If you are interested in this software and you have no idea how to get started you are in the right place. Here is a guide on how to install GROMACS if you haven’t done that already.

Let’s begin.



The general idea of GROMACS is not different from any other way of performing an MD simulation.

The first thing that we need to do is to prepare our system for the simulation. The system preparation phase is composed by three steps.

  1. Create a simulation box
  2. Solvate the system (e.g. using water)
  3. Neutralize the overall system using counterions ($Na^+$, $Cl^-$)



Once our system is ready we can proceed with the simulation phase.

  1. Energy minimization
  2. NVT equilibration
  3. NPT equilibration
  4. Production run

For each of these steps, we have specific commands to use and they require specific file formats.

Below you can find a list of the most common commands needed to carry out a simple MD simulation. The list is of course not exhaustive as the number of things you can do with GROMACS is immense.



Let’s start with the basics.

Generally speaking, a GROMACS command can be seen as composed of four components:


gmx module -flag option


  • gmx tells the computer we want to use GROMACS and is the starting point for each GROMACS command.
  • The module specifies the operation we want to compute
  • Within each action, we have different flags (-flag) that we can use
  • After the flag, we need to give GROMACS an option, which can be a value or a file with some specific extension
If you have installed an MPI version of GROMACS you should invoke the program with gmx_mpi instead of the standard gmx.

For each module you have different available flags and file formats you need to provide to the software.
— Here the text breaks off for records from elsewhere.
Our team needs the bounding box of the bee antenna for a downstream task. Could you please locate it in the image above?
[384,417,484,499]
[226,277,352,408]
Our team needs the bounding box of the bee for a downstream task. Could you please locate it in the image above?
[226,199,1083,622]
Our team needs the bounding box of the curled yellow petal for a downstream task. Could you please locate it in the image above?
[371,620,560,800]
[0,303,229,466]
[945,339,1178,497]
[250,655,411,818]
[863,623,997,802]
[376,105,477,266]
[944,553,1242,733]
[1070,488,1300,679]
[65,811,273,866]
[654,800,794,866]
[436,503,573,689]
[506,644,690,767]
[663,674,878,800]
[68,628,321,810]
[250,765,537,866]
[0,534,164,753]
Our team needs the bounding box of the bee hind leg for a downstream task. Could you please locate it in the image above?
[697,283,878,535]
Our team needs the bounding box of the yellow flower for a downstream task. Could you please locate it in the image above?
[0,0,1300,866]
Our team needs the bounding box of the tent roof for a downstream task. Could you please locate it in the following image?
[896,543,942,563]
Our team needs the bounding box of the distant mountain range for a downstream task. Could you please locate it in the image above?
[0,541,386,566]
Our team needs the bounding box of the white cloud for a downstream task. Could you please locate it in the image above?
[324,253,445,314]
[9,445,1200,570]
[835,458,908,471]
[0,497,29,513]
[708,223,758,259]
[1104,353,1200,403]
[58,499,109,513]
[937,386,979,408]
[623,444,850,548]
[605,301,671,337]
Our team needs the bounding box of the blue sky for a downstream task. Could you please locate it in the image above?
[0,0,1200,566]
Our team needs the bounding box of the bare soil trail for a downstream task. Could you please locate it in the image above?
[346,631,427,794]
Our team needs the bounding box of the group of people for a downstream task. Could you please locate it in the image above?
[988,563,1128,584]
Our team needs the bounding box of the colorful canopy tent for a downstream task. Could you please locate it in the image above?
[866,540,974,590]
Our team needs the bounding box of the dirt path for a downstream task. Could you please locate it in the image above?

You can always refer to the official documentation to check for all the possible options within a command.

In addition you can get the available options for each module by typing;

gmx module -h 


As you may notice, the syntax for GROMACS is quite easy. Let’s see how it works in practice.



In the initial phase of our experiment, we need to set up our system. The workflow involves four commands:

  • pdb2gmx
  • editconf
  • solvate
  • genion


System preparation workflow

Let’s consider the commands involved in more detail.



It is very likely that you have the starting structure for your minimization as a PDB file (More info on PDB files here). However, you will need to convert it into files that can be used by GROMACS.

The first command we are going to need is pdb2gmx, which is needed to generate three files.

  1. : The topology file will contain force field parameters information for each atom in the structure. This includes bonding as well as non bonding parameters.
  2. posre.itp: A position restraint file that will be useful in the equilibration step of our simulation.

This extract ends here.